The faceless figure is beautiful, if sinister—ideally proportioned, like Da Vinci’s Vitruvian man. His skin is a mosaic of marbled scrap paper, stained in a spectrum of pinks and grays. Five dark tendrils sprout from his head and branch across the canvas, forming a tangle of thick, tubular foliage over an underlying grid of purple rectangles. He holds one vine like a scepter; at his feet, two half-submerged figures take shoots into their mouths. Are they receiving sustenance? Or, in some peculiar way, sustaining the central figure’s power? Despite its tantalizing pictographic clarity, the image defies explanation.
Prominently featured in this year’s Venice Biennale, Felipe Baeza’s monumental work Por caminos ignorados, por hendiduras secretas, por las misteriosas vetas de troncos recién cortados (2020) exemplifies the uncanny yet alluring forms that have established the thirty-five-year-old artist as one of his generation’s most inventive mythmakers. Its title, borrowed from a poem by the gay Mexican modernist Xavier Villaurrutia, suggests obscure migrations: “By unknown paths, / By secret crevices, / Through the mysterious veins of freshly cut trunks.”
Across his paintings, collages, and prints, Baeza has elaborated the contours of what he’s sometimes called a “queer religion.” His enigmatic figures could be read as saints. Many occupy the picture plane in a state of near-levitation, obeying—if only superficially—the formal logic of Catholic hagiography. And yet his wide-ranging set of visual quotations, from Maya and Babylonian cosmologies to the photography of Graciela Iturbide, demonstrates a fluency that exceeds any one vocabulary, placing icons and divinities from various times and places in direct conversation.
Made Into Being, Baeza’s second solo exhibition at Fortnight Institute in New York, showcases eight smaller works completed this year, from a hieratic wraith made of sinuous flames to a pair of disembodied arms holding up a red-gold sun. The images are fanciful but spare, presented with a captivating boldness that frustrates any attempt to police boundaries between monstrous and divine, human and vegetal, real and unreal. Often they are set in a self-enclosed universe of primordial matter—choppy water, fecund earth—and rendered in a loamy palette of purples, blues, browns, and black, suggesting a new world conjured from rudiment.

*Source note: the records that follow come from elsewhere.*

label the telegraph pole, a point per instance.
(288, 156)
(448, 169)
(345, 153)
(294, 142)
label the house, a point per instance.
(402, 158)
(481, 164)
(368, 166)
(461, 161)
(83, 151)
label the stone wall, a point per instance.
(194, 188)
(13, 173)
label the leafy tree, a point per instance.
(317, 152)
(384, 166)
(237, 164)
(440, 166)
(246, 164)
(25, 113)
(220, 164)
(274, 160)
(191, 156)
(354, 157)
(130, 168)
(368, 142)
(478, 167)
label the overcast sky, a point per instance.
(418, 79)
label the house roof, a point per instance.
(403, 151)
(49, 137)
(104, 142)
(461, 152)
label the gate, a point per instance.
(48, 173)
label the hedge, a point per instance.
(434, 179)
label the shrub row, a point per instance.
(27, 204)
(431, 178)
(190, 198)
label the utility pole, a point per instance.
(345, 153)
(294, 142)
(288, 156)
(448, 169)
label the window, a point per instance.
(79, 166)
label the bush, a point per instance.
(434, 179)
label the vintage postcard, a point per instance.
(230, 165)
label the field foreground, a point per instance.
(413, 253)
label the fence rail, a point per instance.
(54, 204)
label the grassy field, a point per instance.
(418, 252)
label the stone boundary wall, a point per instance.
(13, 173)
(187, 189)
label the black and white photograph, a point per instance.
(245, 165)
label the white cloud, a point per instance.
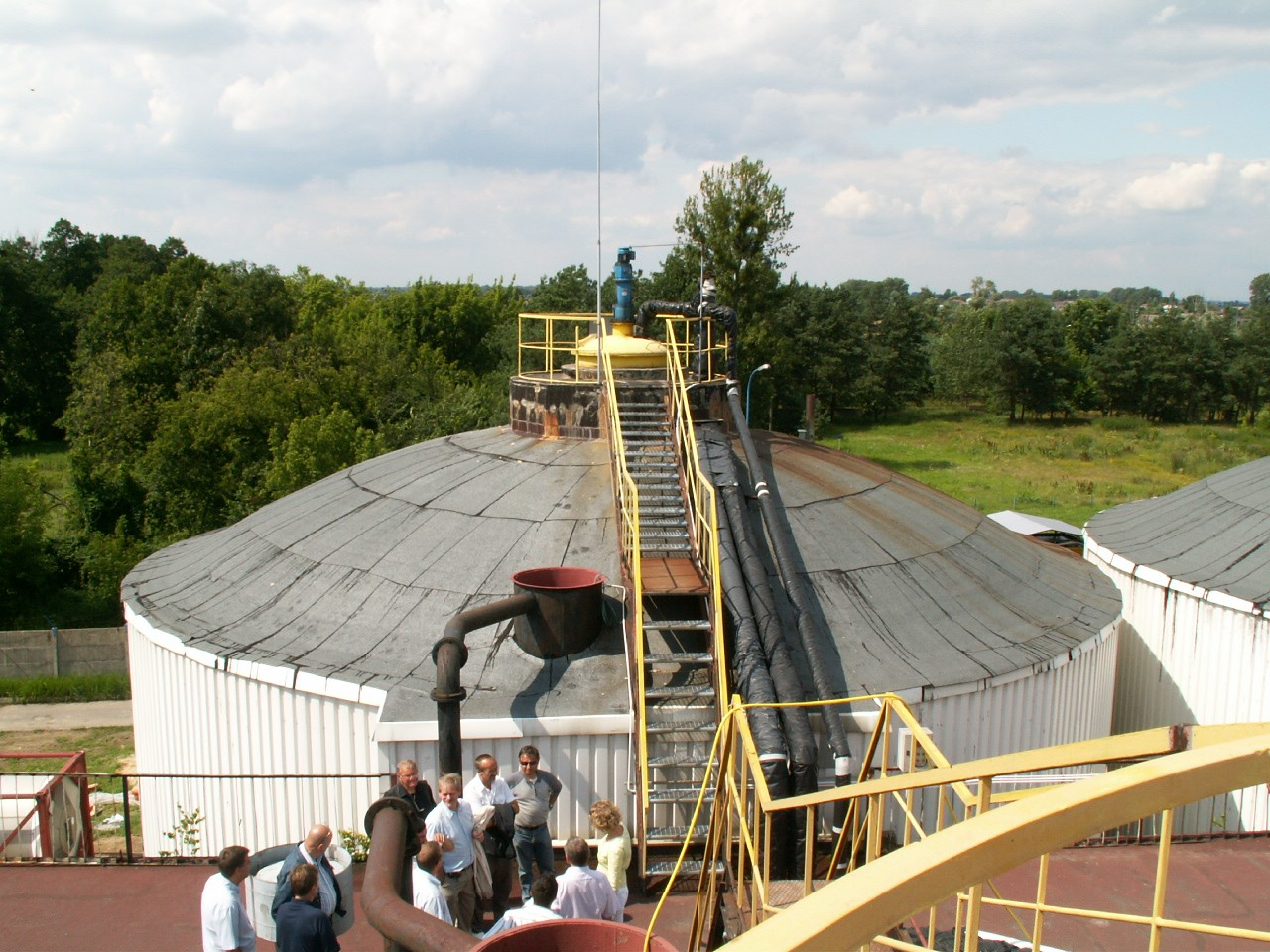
(390, 139)
(1182, 186)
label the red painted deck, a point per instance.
(672, 576)
(143, 907)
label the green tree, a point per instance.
(1247, 372)
(26, 561)
(740, 221)
(570, 291)
(37, 339)
(1034, 370)
(1259, 294)
(318, 445)
(962, 354)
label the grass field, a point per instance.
(108, 751)
(1067, 470)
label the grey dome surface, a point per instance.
(354, 576)
(1213, 534)
(920, 589)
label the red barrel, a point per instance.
(574, 936)
(570, 610)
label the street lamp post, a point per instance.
(751, 382)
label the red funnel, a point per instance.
(574, 936)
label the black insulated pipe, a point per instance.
(717, 313)
(394, 830)
(753, 682)
(737, 543)
(449, 655)
(795, 587)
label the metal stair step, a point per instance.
(665, 867)
(677, 624)
(702, 728)
(680, 657)
(698, 760)
(677, 834)
(683, 692)
(666, 551)
(679, 794)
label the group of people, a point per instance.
(305, 902)
(463, 864)
(474, 834)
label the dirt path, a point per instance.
(45, 717)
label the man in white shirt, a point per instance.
(427, 885)
(225, 924)
(313, 851)
(494, 809)
(451, 825)
(583, 892)
(536, 910)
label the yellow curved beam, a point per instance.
(849, 911)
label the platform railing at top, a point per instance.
(548, 341)
(702, 507)
(693, 344)
(885, 815)
(626, 503)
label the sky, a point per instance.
(1043, 145)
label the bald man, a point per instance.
(312, 849)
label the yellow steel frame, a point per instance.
(547, 341)
(702, 507)
(970, 839)
(626, 500)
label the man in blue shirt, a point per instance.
(303, 927)
(312, 849)
(452, 826)
(535, 793)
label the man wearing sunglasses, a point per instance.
(535, 792)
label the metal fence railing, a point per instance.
(111, 810)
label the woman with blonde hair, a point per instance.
(613, 852)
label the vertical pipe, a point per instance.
(403, 927)
(127, 819)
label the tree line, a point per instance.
(191, 393)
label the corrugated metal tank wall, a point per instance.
(589, 767)
(1189, 655)
(1058, 702)
(254, 728)
(1065, 701)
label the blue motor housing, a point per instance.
(624, 277)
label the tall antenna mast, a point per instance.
(599, 217)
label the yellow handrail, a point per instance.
(553, 350)
(744, 807)
(702, 508)
(626, 500)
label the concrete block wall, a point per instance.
(35, 654)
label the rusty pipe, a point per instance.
(449, 655)
(394, 830)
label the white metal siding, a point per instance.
(589, 766)
(1191, 656)
(191, 719)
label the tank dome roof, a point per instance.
(1210, 534)
(354, 576)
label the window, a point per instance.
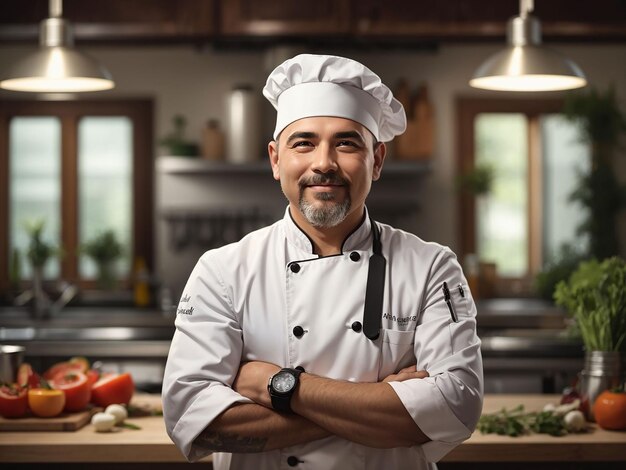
(535, 155)
(81, 167)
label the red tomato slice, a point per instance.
(26, 377)
(113, 388)
(76, 387)
(92, 376)
(13, 401)
(63, 367)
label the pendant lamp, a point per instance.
(526, 65)
(57, 66)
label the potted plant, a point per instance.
(104, 249)
(602, 124)
(595, 296)
(38, 253)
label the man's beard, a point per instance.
(330, 213)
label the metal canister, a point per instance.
(603, 370)
(244, 125)
(11, 358)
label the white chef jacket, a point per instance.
(244, 301)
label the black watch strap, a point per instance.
(282, 401)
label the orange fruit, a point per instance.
(46, 403)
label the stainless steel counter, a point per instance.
(524, 344)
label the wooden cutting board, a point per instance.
(63, 422)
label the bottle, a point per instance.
(141, 285)
(213, 141)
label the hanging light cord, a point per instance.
(55, 8)
(525, 7)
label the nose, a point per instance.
(324, 160)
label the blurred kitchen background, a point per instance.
(108, 198)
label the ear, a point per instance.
(380, 152)
(272, 150)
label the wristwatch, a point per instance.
(282, 386)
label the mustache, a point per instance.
(317, 179)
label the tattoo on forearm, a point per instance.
(218, 442)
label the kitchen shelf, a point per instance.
(197, 166)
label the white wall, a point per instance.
(196, 83)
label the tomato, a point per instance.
(76, 387)
(26, 377)
(92, 377)
(83, 361)
(46, 403)
(63, 367)
(609, 410)
(113, 388)
(13, 401)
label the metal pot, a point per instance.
(11, 358)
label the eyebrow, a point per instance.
(300, 135)
(350, 135)
(338, 135)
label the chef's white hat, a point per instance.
(310, 85)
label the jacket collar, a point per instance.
(359, 239)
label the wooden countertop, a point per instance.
(151, 443)
(594, 446)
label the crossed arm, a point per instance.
(367, 413)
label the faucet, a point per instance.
(41, 306)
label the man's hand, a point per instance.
(252, 379)
(407, 373)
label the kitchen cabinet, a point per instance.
(285, 17)
(357, 21)
(115, 20)
(426, 20)
(467, 19)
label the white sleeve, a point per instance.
(446, 405)
(203, 360)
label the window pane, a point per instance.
(564, 157)
(105, 146)
(502, 223)
(35, 192)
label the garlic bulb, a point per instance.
(103, 422)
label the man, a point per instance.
(327, 340)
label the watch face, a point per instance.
(283, 382)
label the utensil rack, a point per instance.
(212, 228)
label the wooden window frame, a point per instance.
(467, 109)
(140, 111)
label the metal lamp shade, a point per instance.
(528, 68)
(57, 66)
(57, 69)
(525, 64)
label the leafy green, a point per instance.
(103, 247)
(39, 250)
(515, 422)
(595, 295)
(603, 124)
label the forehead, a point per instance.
(325, 126)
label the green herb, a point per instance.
(516, 422)
(595, 295)
(546, 422)
(38, 249)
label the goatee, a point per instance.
(329, 213)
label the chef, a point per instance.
(327, 340)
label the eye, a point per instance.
(301, 144)
(348, 144)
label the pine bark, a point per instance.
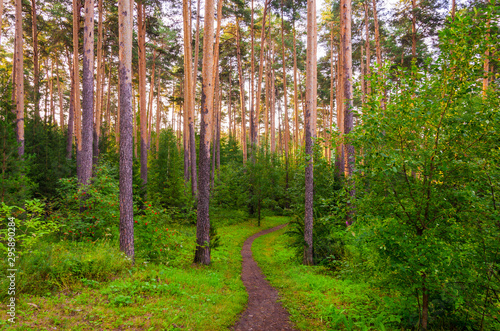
(36, 65)
(99, 75)
(71, 115)
(59, 91)
(261, 72)
(202, 254)
(87, 93)
(252, 77)
(295, 89)
(19, 80)
(285, 104)
(242, 91)
(332, 85)
(125, 10)
(76, 85)
(348, 110)
(188, 84)
(367, 49)
(142, 92)
(311, 67)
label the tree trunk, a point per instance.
(261, 72)
(19, 81)
(36, 66)
(99, 74)
(151, 97)
(158, 118)
(59, 91)
(51, 85)
(348, 110)
(332, 82)
(125, 10)
(202, 254)
(252, 77)
(414, 29)
(1, 19)
(108, 103)
(285, 104)
(295, 89)
(242, 92)
(311, 67)
(191, 115)
(71, 116)
(87, 93)
(367, 48)
(229, 105)
(142, 92)
(76, 76)
(273, 101)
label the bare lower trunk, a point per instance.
(242, 92)
(19, 81)
(202, 254)
(142, 93)
(348, 110)
(76, 76)
(261, 72)
(69, 137)
(126, 158)
(36, 66)
(309, 130)
(88, 94)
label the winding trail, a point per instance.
(263, 312)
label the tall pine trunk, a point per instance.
(19, 80)
(99, 75)
(261, 72)
(348, 109)
(87, 93)
(36, 66)
(71, 116)
(76, 86)
(242, 91)
(311, 68)
(202, 254)
(125, 10)
(141, 22)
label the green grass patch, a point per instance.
(316, 299)
(173, 296)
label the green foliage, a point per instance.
(30, 226)
(166, 187)
(57, 266)
(90, 212)
(427, 215)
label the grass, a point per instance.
(315, 299)
(177, 296)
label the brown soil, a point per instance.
(263, 312)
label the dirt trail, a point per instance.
(263, 312)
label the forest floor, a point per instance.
(264, 311)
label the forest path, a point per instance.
(263, 312)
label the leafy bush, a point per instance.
(426, 184)
(61, 266)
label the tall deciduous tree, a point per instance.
(202, 254)
(126, 149)
(88, 94)
(311, 68)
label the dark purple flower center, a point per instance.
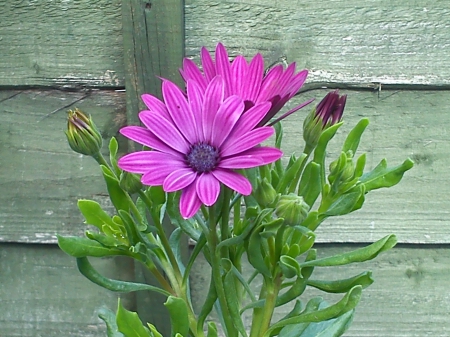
(203, 157)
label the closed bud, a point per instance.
(130, 182)
(82, 134)
(292, 208)
(265, 194)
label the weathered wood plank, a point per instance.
(42, 293)
(41, 178)
(403, 124)
(409, 297)
(61, 43)
(44, 178)
(339, 41)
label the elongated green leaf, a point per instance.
(110, 320)
(331, 328)
(347, 303)
(129, 323)
(342, 286)
(345, 203)
(94, 276)
(382, 176)
(118, 197)
(232, 297)
(81, 247)
(354, 136)
(179, 318)
(358, 255)
(94, 214)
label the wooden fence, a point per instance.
(390, 58)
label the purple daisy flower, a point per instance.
(198, 142)
(248, 80)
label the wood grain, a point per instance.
(41, 178)
(68, 44)
(409, 297)
(43, 294)
(339, 41)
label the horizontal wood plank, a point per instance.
(43, 293)
(340, 41)
(402, 124)
(41, 178)
(44, 178)
(61, 43)
(409, 297)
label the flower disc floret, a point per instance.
(198, 140)
(248, 80)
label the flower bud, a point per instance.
(327, 113)
(292, 208)
(130, 182)
(82, 134)
(265, 194)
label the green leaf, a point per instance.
(342, 286)
(347, 303)
(110, 320)
(94, 214)
(354, 136)
(129, 324)
(310, 183)
(346, 203)
(179, 318)
(331, 328)
(82, 247)
(94, 276)
(358, 255)
(118, 197)
(382, 176)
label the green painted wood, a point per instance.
(66, 44)
(41, 178)
(409, 297)
(340, 41)
(45, 178)
(43, 294)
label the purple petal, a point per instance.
(189, 201)
(269, 85)
(233, 180)
(191, 72)
(180, 111)
(227, 116)
(208, 188)
(254, 78)
(208, 65)
(240, 162)
(250, 119)
(144, 136)
(238, 75)
(212, 100)
(165, 131)
(223, 67)
(236, 145)
(145, 161)
(154, 104)
(179, 179)
(195, 98)
(266, 154)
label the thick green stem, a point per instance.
(213, 241)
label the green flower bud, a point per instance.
(292, 208)
(265, 194)
(82, 134)
(130, 182)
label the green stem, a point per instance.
(164, 241)
(213, 241)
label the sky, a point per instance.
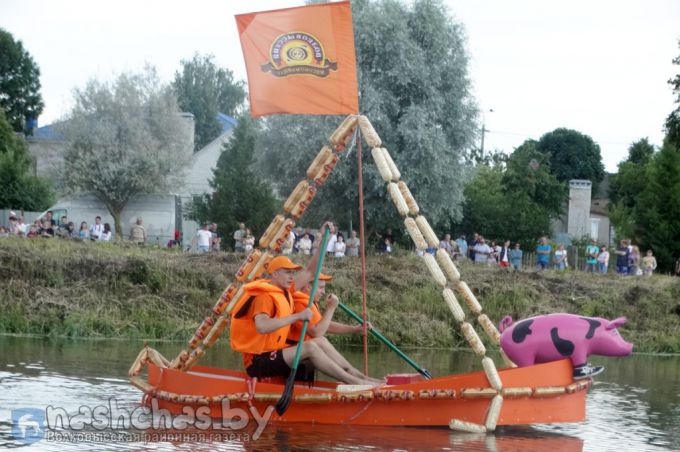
(599, 67)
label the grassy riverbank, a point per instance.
(53, 287)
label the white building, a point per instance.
(162, 212)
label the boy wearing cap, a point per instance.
(319, 325)
(261, 322)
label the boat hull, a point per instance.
(539, 394)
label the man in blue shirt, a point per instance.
(462, 247)
(543, 254)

These vignettes recall illustrations from a sacred text. The pounding of steel chopping away at your flesh presents a smooth, armless body in confident contrapposto—at once Virgin of Guadalupe cradled in her mandorla and Botticelli’s Venus rising from the seafoam. In The self must create its own reason for being, a chiseled upper body with crossed arms and recessed eyes grows from a dome of prickly mangrove roots. A pink hand emerges from a patch of scoured earth beneath this imposing entity, bearing a wisp of flame—divine spark, or pilot light? The show’s single sculpture, A self that is not quite here but always in process, is a pair of lead crystal–glass arms cast from the artist’s own and sleeved in thorns, a feature Baeza has likened to the protective layer young ceiba trees develop to warn off predators.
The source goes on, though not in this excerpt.